The is­sue is a prob­lem of (over) op­ti­mi­sa­tion. The IC cor­re­spond roughly with what we want to value, but differs from it in sub­tle ways, enough that op­ti­mis­ing for one could be dis­as­trous for the other. If we didn’t op­ti­mise, this wouldn’t be a prob­lem. Sup­pose we defined an ac­cept­able world as one that we would judge “yeah, that’s pretty cool” or even “yeah, that’s re­ally great”. Then as­sume we se­lected ran­domly among the ac­cept­able wor­lds. This would prob­a­bly re­sult in a world of pos­i­tive value: siren wor­lds and mar­ket­ing wor­lds are rare, be­cause they fulfil very spe­cific crite­ria. They triumph be­cause they score so high on the IC scale, but they are out­num­bered by the many more wor­lds that are sim­ply ac­cept­able.

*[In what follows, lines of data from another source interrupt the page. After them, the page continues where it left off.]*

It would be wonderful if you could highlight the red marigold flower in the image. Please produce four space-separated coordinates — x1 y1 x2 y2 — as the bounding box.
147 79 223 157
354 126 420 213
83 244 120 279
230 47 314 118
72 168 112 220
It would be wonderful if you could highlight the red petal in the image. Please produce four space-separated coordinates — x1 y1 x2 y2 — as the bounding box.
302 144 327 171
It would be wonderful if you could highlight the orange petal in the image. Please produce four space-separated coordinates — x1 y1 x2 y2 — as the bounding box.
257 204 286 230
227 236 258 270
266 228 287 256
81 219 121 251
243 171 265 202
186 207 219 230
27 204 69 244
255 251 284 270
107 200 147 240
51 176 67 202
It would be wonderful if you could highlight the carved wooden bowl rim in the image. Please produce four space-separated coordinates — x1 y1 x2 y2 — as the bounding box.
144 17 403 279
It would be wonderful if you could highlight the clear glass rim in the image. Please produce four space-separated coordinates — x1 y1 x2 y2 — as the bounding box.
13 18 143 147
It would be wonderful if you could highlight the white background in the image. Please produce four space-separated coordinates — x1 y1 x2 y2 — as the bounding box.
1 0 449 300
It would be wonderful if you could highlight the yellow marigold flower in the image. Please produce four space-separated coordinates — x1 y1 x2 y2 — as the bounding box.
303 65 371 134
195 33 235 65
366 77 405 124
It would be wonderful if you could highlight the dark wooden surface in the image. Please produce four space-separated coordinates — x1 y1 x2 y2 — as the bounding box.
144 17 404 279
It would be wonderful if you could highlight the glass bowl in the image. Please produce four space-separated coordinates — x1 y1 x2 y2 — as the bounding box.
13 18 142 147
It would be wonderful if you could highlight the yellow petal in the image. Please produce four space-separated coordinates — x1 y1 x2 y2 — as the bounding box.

This is in effect satis­fic­ing over the IC, rather than op­ti­mis­ing over them. Satis­fic­ing has its own is­sues, how­ever, so other ap­proaches could be valuable as well. One way could be use con­strained search. If for in­stance we took a thou­sand ran­dom wor­lds and IC-op­ti­mised over them, we’re very un­likely to en­counter a siren or mar­ket­ing world. We’re also very un­likely to en­counter a world of any qual­ity, though; we’d prob­a­bly need to IC-op­ti­mise over at least a trillion wor­lds to find good ones. There is a ten­sion in the num­ber: as the num­ber of wor­lds searched in­creases, their qual­ity in­creases, but so does the odds of en­coun­ter­ing a mar­ket­ing or siren world. EDIT: Lu­mifer sug­gested us­ing a first-past-the-post sys­tem: search through wor­lds, and pick the first ac­cept­able one we find. This is bet­ter than the ap­proach I out­lined in this para­graph.

We could also re­strict the search by con­sid­er­ing “re­al­is­tic” wor­lds. Sup­pose we had to take 25 differ­ent yes-no de­ci­sions that could af­fect the fu­ture of the hu­man­ity. This might be some­thing like “choos­ing which of these 25 very differ­ent AIs to turn on and let loose to­gether” or some­thing more pro­saic (which stocks to buy, which char­i­ties to sup­port). This re­sults in 225 differ­ent fu­ture wor­lds to search through: barely more than 33 mil­lion. Be­cause there are so few wor­lds, they are un­likely to con­tain a mar­ket­ing world (given the ab­solutely cru­cial pro­viso that none of the AIs is an IC-op­ti­miser!). But these wor­lds are not drawn ran­domly from the space of fu­ture wor­lds, but are de­pen­dent on key de­ci­sions that we be­lieve are im­por­tant and rele­vant. There­fore they are very likely to con­tain an ac­cept­able world—or at least far more likely than a ran­dom set of 33 mil­lion wor­lds would be. By con­strain­ing the choices in this way, we have in effect satis­ficed with­out satis­fic­ing, which is both Zen and use­ful.

As long as we’re aware of the prob­lem, other ap­proaches may also al­low for de­cent search with­out get­ting sucked in by a siren or a mar­keter.